Come sembra suggerire Chesterton, dunque, l’ateismo é una auto amputazione, che lascia l’uomo privo di un occhio in più per vedere, di una gamba per camminare, tanto più assurda in quanto priva di qualsiasi ragione, come il gesto di chi, in miseria, butta denaro dalla finestra, usa vestiti nuovi come stracci o formatta l’hard disk contenente le informazioni che gli servono per il suo lavoro.

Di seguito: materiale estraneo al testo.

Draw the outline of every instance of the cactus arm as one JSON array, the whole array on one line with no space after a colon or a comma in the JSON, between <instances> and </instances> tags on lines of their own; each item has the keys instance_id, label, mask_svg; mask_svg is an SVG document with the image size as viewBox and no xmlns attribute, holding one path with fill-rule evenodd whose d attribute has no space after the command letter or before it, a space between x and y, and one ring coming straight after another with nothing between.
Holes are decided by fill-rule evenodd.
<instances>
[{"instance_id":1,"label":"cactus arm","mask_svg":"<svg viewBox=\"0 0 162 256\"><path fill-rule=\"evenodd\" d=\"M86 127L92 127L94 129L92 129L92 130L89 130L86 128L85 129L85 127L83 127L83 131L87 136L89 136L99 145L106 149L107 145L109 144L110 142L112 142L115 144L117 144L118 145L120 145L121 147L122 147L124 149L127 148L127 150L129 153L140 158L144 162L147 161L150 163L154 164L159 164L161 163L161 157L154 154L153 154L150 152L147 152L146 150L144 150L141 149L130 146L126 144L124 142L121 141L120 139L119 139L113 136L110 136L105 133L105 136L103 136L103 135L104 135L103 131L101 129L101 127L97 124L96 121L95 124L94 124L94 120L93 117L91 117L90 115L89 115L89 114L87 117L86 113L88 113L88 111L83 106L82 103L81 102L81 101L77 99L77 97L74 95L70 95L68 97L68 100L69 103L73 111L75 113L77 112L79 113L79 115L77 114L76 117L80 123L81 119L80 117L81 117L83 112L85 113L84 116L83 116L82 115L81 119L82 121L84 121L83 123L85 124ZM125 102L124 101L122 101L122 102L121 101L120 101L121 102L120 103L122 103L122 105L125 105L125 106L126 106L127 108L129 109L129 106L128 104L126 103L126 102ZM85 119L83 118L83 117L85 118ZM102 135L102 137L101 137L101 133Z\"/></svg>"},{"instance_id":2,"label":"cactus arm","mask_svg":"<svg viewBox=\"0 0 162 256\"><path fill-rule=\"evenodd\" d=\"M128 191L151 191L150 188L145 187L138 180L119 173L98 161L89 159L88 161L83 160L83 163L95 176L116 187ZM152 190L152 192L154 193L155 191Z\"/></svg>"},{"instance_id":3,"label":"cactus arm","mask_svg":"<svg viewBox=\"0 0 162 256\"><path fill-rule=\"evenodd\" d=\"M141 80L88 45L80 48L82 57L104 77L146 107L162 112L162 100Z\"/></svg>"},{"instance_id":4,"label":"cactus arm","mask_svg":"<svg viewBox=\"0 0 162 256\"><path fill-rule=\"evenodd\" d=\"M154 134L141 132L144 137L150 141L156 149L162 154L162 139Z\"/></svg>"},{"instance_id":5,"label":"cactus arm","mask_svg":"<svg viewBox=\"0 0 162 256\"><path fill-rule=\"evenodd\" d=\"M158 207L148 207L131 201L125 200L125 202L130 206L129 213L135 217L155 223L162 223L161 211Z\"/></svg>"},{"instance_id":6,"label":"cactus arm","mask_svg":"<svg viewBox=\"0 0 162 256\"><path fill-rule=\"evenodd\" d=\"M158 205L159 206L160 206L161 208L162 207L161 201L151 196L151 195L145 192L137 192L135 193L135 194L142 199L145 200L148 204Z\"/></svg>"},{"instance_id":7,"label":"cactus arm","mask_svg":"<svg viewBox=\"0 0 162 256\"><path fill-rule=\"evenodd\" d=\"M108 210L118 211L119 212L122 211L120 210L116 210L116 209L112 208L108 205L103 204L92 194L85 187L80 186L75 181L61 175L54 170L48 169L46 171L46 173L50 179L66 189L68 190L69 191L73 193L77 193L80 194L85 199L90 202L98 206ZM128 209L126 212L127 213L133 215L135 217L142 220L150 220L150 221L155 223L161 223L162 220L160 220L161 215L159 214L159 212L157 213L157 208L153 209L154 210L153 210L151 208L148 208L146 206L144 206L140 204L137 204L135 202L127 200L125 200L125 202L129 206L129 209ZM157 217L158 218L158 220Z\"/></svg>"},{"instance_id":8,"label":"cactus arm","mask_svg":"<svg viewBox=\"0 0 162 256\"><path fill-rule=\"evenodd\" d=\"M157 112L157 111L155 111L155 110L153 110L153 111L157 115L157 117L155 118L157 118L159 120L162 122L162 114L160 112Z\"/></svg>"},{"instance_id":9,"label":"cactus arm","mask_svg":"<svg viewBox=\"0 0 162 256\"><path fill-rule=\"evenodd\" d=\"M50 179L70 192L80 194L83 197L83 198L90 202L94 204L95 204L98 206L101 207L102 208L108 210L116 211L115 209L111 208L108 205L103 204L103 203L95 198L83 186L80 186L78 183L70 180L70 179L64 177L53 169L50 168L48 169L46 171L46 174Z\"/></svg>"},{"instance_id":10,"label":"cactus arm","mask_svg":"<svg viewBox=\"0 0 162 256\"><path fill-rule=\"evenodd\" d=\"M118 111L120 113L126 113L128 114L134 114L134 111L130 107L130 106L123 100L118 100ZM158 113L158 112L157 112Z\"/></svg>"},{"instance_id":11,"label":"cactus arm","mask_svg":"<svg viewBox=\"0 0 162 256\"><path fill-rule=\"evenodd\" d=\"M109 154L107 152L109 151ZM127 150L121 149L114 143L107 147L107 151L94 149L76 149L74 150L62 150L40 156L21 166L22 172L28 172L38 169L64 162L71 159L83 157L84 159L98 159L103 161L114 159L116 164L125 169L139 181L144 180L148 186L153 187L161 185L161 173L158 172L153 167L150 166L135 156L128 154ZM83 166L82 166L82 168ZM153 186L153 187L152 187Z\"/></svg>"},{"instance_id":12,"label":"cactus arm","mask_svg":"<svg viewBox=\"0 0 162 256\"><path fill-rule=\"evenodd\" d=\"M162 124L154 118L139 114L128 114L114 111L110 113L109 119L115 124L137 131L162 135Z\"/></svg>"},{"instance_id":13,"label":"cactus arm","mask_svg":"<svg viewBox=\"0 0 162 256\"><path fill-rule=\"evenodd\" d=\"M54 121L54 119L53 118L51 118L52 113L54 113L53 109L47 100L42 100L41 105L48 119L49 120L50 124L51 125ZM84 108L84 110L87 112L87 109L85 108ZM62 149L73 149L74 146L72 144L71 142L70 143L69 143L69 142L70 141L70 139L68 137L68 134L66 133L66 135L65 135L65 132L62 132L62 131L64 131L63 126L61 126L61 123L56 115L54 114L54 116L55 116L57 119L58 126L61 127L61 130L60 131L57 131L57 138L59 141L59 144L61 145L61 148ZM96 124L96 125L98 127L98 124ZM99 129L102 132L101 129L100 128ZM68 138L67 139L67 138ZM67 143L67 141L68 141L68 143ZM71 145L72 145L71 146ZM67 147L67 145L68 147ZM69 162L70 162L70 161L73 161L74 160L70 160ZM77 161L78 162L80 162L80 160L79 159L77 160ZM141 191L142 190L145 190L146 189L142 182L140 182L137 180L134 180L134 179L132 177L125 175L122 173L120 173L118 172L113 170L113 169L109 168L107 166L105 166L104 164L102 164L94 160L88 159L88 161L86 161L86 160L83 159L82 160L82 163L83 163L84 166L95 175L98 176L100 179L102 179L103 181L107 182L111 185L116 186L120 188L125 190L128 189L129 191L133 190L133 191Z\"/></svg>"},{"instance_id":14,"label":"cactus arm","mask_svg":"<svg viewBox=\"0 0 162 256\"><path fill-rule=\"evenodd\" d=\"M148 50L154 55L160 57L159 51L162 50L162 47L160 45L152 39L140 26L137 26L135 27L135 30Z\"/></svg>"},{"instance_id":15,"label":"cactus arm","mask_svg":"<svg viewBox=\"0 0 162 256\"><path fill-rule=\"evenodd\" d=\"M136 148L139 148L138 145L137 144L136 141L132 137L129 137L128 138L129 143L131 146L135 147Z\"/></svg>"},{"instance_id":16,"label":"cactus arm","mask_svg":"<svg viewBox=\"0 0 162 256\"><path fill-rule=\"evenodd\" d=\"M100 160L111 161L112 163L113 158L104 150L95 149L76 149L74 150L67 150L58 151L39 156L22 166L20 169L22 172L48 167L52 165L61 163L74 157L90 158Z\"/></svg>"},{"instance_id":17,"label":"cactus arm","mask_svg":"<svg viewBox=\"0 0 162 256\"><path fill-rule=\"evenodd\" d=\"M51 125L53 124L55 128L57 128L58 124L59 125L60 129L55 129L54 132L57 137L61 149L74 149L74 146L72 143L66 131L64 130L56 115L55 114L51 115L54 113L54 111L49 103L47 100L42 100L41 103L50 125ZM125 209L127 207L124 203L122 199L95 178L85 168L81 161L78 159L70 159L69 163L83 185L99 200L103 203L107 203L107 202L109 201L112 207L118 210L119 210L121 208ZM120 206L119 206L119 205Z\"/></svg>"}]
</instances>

All’uomo di oggi é stato insegnato a non credere in Dio, ma a credere, piuttosto ai medici e alla scienza, così non c’è da stupirsi se di fronte alla perdita di una figlia, peraltro non ancora nata, cosa che purtroppo può succedere, egli rimanga senza altre soluzioni che quella di prendersela col primario, il nuovo dio in cui la modernità gli ha insegnato a credere, finendo solo per produrre ancora più violenza, sia a un proprio fratello che a se stesso.

In tutto questo, ci sono anche menti freschissime convinte che “ci stiamo evolvendo” quando siamo sempre più fragili, immaturi, bambini e incapaci di un minimo sindacale di strategia di coping per avere a che fare con le cose che fanno normalmente parte della vita, come migliaia di pensatori venuti prima di noi, oggi snobbati, hanno insegnato.

Forse è il caso di cercare di risalire sulle spalle di quei giganti, che abbiamo buttato via troppo presto.